Von hier an steigern Parkway Drive die Intensität kontinuierlich. Circle Pits wirbeln durch die Halle, Crowdsurfer ziehen ihre Bahnen, und Winston fordert das Publikum immer wieder mit einem breiten Grinsen heraus, alles zu geben. Spätestens mit „Horizons“ explodiert die Stimmung endgültig und verwandelt sich die Arena in ein Meer aus Circle Pits und Crowdsurfern. Nur vor der Bühne ist es eng – der Steg blockiert viel Platz. Doch der Song birgt ein Highlight: Gitarrist Jeff wird in die Höhe gezogen, während sein Spiel von funkelndem Goldregen von der Brücke begleitet wird.
Bei „Cemetery Bloom“ tauchen Tänzer:innen auf der kleinen Bühne auf, enthüllen einen kunstvoll gefertigten Mikrofonständer und schaffen eine mystische Atmosphäre. Winston erhebt sich im langen schwarzen Mantel, die kleine Bühne bleibt dabei der Fokus, während Dunkelheit und Spannung den Song begleiten. Kurz darauf explodiert die Halle bei „The Void“ erneut: Unterstrichen von Pyrofontänen springt das Publikum im Takt und singt jede Zeile mit.
Winston wendet sich ans Publikum, erinnert an die Anfänge der Band, die ersten Alben und erklärt das Medley aus alten Songs – ein Geschenk an die Fans der ersten Stunde. Mit einem breiten Grinsen fordert er lachend: „Wenn ihr euch jetzt nicht bewegt, seid ihr dann eigentlich Metalcore?“ Das Publikum reagiert prompt, das große Medley verwandelt die Halle in ein brodelndes Meer aus Moshpits und Crowdsurfern.
Das nächste Highlight folgt mit „Idols“. Winston findet man mitten im Publikum, lässt sich von einem tausendstimmigen Chor begleiten und steht schließlich im Zentrum eines gigantischen Circle Pits, bevor er sich auf den Händen der Menge zurück Richtung Bühne tragen lässt.

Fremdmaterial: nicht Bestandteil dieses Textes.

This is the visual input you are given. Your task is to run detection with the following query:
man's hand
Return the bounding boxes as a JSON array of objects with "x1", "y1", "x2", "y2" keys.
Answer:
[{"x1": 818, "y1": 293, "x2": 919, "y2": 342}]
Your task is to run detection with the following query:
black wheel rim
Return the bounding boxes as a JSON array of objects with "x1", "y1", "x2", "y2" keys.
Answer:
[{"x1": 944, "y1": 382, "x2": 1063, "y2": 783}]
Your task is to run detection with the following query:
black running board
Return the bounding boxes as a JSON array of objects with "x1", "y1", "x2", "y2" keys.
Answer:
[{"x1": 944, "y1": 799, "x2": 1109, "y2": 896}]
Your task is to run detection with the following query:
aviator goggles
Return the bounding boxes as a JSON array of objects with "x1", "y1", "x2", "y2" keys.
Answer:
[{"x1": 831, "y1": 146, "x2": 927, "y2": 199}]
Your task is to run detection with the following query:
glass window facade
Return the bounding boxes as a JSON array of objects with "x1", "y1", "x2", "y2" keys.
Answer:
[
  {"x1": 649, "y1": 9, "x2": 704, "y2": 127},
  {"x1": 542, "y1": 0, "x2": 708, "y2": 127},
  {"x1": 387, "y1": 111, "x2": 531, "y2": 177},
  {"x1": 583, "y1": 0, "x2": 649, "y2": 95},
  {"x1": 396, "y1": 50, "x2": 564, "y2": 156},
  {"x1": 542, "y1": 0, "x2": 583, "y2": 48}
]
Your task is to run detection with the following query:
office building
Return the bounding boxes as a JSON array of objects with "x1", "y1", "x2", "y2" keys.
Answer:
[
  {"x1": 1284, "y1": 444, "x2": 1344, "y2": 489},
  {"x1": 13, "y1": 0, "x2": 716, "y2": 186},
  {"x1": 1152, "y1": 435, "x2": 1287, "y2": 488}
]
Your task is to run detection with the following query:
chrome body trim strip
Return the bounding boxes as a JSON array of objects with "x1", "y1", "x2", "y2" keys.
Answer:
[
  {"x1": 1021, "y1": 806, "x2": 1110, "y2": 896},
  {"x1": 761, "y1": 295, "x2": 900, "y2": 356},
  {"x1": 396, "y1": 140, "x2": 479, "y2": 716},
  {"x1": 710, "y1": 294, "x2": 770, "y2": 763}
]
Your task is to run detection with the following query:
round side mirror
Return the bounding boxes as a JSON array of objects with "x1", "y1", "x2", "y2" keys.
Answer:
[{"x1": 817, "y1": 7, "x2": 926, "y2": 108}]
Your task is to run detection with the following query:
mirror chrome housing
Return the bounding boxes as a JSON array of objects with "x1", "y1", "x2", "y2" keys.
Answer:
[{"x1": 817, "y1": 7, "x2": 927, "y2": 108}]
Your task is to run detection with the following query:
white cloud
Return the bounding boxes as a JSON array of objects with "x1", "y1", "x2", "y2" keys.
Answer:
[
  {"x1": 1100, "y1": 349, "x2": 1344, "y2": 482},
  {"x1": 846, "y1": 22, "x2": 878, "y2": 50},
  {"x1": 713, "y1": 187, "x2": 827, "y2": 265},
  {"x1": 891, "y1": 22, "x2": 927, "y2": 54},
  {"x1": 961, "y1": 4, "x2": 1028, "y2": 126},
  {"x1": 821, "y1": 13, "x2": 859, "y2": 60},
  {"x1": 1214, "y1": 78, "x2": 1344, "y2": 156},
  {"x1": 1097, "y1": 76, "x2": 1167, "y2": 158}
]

Kurz darauf schwebt zu Beginn von „Chronos“ ein Ensemble von Streicherinnen von der Brückenkonstruktion herab – ein wunderschöner Kontrast, bevor sie sich mit der Band in den Song hineinsteigern.
Kurz vor Ende des Abends bekommt auch Drummer Ben Gordon seinen großen Auftritt: Sein Drumsolo spielt er teilweise kopfüber in seinem rotierenden Schlagzeug – ein Anblick, der viele offen staunen lässt, auch wenn es von vielen Plätzen nur über die Monitore richtig sichtbar ist. Das Solo dient als Übergang zu „Crushed“. Nachdem Tänzer:innen die Bühne „anzünden“, entwickelt sich der Song zusammen mit dem Bühnenbild zum Inferno. Das absolute Highlight: Die Brücke wird in die Höhe gezogen, während Winston darauf singt und wird dann vollständig in Brand gesetzt wird – ein spektakuläres Bild, das vielen im Gedächtnis bleiben wird.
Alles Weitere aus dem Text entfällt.